The structures of many of the natural products found active against tumors have not been elucidated. These include many plant extracts, such as alkaloids from Vinca rosea Linn, the periwinkle plant, which are now being evaluated clinically. Again, the structures have not as yet been determined. Indications show these to be dimeric indole-dihydro-indole molecules. Will these alkaloids complex metals? Antitumor yeast extracts should also be included in natural products of unknown structure. Flavonoids are of known structure, and they are chelating agents.

Historically, colchicine was one of the earliest antimitotic agents found. The structure, as now accepted, is the methyl ether of one of the tautomeric forms of colchiceine (LXIX), the chelating agent. It must be noted, however, that colchicine, the ether, is a more active mitotic inhibitor than colchiceine. Biologically active derivatives are also known. A portion of the molecule of colchiceine, a tropoline derivative, 4-acetylaminotropolone (LXX), is a radiomimetic substance which is possibly mutagenic.

Shear's polysaccharide, considered one of the first natural products with tumor-necrotizing properties, was isolated from cultures of Serratia marcesens (Bacillus prodigiosus). It caused hemorrhage in human sarcomas. As a polysaccharide it should be able to bind metals, as should other anti-tumor saccharides like inositol and 2-deoxy-D-glucose. Metal-binding studies with these compounds have not been done as yet.

Another natural product which showed early promise in animal tumors is a steroid, cortisone. Later it was shown that cortisone aided formation of metastases. This compound is also a chelating agent. Its presence seems to influence the number of sites available for copper-binding by some enzymes. A review of the hormonal regulation of tumor growth is available. As a class, hormones are not metal binders, but they may influence metal-binding properties of proteins as cortisone does.

Of the naturally occurring vitamins, only B12, the cobalt-containing vitamin, has some beneficial effect on tumors. Children with neuroblastomas have responded favorably to massive doses of this preparation. In this field synthetic modifications or analogs of vitamins have been reported to have anti-tumor activity. Antimetabolites of B12, a benzimidazole naphthaquinone (LXXI) with chelating properties inhibited experimental tumors. Riboflavin analogs, too, were reported as having anti-tumoral activity in rats, particularly when the zinc chelate was made. Metals may play a major role in the catalytic activity of certain vitamins. This may be especially true of pyridoxal.

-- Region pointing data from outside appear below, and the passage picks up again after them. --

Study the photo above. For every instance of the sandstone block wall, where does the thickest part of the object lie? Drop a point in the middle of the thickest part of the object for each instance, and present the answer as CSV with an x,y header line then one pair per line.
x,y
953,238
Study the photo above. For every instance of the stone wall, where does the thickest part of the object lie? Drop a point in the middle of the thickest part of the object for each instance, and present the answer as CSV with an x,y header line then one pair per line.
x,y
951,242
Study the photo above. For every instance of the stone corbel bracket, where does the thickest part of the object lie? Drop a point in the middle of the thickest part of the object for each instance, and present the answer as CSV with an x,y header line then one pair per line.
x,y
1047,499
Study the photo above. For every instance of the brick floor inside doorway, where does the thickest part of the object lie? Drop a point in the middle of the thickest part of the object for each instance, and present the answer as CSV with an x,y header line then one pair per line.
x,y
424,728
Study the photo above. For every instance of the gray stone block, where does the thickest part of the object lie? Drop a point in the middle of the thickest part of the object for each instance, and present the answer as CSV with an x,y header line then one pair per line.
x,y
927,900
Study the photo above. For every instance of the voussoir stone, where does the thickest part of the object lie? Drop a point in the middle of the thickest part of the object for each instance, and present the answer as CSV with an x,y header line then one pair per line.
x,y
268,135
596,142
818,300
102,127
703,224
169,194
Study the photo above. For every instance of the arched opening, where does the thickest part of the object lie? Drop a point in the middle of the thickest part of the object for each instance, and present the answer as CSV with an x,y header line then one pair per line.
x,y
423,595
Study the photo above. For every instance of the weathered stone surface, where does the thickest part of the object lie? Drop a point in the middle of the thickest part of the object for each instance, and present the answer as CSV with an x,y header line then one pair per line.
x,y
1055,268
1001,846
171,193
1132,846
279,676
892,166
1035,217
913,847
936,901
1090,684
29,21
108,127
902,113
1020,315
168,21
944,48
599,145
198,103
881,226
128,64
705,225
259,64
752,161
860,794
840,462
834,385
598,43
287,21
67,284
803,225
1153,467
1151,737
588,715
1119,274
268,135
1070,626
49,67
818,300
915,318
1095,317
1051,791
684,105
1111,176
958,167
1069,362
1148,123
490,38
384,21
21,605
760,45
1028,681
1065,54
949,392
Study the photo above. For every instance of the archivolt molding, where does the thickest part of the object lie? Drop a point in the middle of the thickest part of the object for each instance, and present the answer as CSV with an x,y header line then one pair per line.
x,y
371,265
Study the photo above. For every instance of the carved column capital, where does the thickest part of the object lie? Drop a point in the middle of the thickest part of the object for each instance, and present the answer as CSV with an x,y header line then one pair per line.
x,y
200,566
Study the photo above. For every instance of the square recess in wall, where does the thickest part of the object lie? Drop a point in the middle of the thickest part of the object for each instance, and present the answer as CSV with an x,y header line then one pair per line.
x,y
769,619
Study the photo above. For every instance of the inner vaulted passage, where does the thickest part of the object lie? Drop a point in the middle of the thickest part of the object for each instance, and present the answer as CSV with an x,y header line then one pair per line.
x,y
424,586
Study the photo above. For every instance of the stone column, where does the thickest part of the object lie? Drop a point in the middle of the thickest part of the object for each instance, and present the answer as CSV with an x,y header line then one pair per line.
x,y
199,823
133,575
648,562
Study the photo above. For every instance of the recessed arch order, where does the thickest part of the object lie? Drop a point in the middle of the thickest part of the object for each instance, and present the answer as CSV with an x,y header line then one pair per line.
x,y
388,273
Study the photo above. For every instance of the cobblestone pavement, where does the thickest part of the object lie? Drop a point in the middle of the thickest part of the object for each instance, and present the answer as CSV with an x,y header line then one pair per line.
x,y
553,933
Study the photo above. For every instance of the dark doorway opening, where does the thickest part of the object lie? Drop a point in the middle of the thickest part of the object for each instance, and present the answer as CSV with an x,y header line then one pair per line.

Major emphasis in the field of natural products centers around antibiotics produced by various fungi. In the majority of cases where structure has been determined, it can be shown that these compounds have centers that can chelate or complex trace elements. One example is the antibiotic stylomycin (Puromycin) and some of its analogs.

Filtrates of Actinomyces cultures were quite active against animal tumors. Actinomycin C and actinomycin D have been tried in clinical cancer cases. The structure assigned to this antibiotic shows some chelate sites; the molecule can be represented as in LXXII. A fair number of anti-tumor antibiotics have been found. These are in the main by-products of streptomyces. A few will be discussed in light of the chelate hypothesis. Amino acid antibiotics have been isolated. Both DON (6-diazo-5-oxo-L-norleucine) and azaserine (LXXIII) can chelate trace elements in more than one possible way as seen from the formula of the latter compound. Sarkomycin, an anticancer substance produced by streptornyces has the structure seen in LXXIV. This compound is not a chelating agent per se, but it may be able to exist in an enol form and complex with iron salts as does cyclopentadiene. Although sarkomycin is not an amino acid, it is similar to the synthetic cycloaliphatic amino acid, 1-amino-cyclopentane-1-carboxylic acid, an anti-tumor agent. Naturally occurring is the cyclopropane analog; it also should be tested in a spectrum of tumors.

Some synthetic analogs of amino acids, for example,β-2-thi-enylalanine, are also active. These variants may also be considered as anti-amino acids which may inhibit growth by the theory of antimetabolites. However, the more active congeners may be those unnatural amino acids which possess a chelating center in addition to having the usual amino carboxyl cation interaction. Amino acid derivatives of nitrogen mustards have already been discussed. Related derivatives like peptides of these compounds are also showing inhibitory properties.

Newer antibiotics are constantly being reported. Among these is carzinophilin, which is effective in animal tumors even at doses of 1 µ./kg.. It is being tested in humans. The nature of this compound has not yet been reported. There are numerous references to the fact that trace elements do combine with and influence the activity of antibiotics.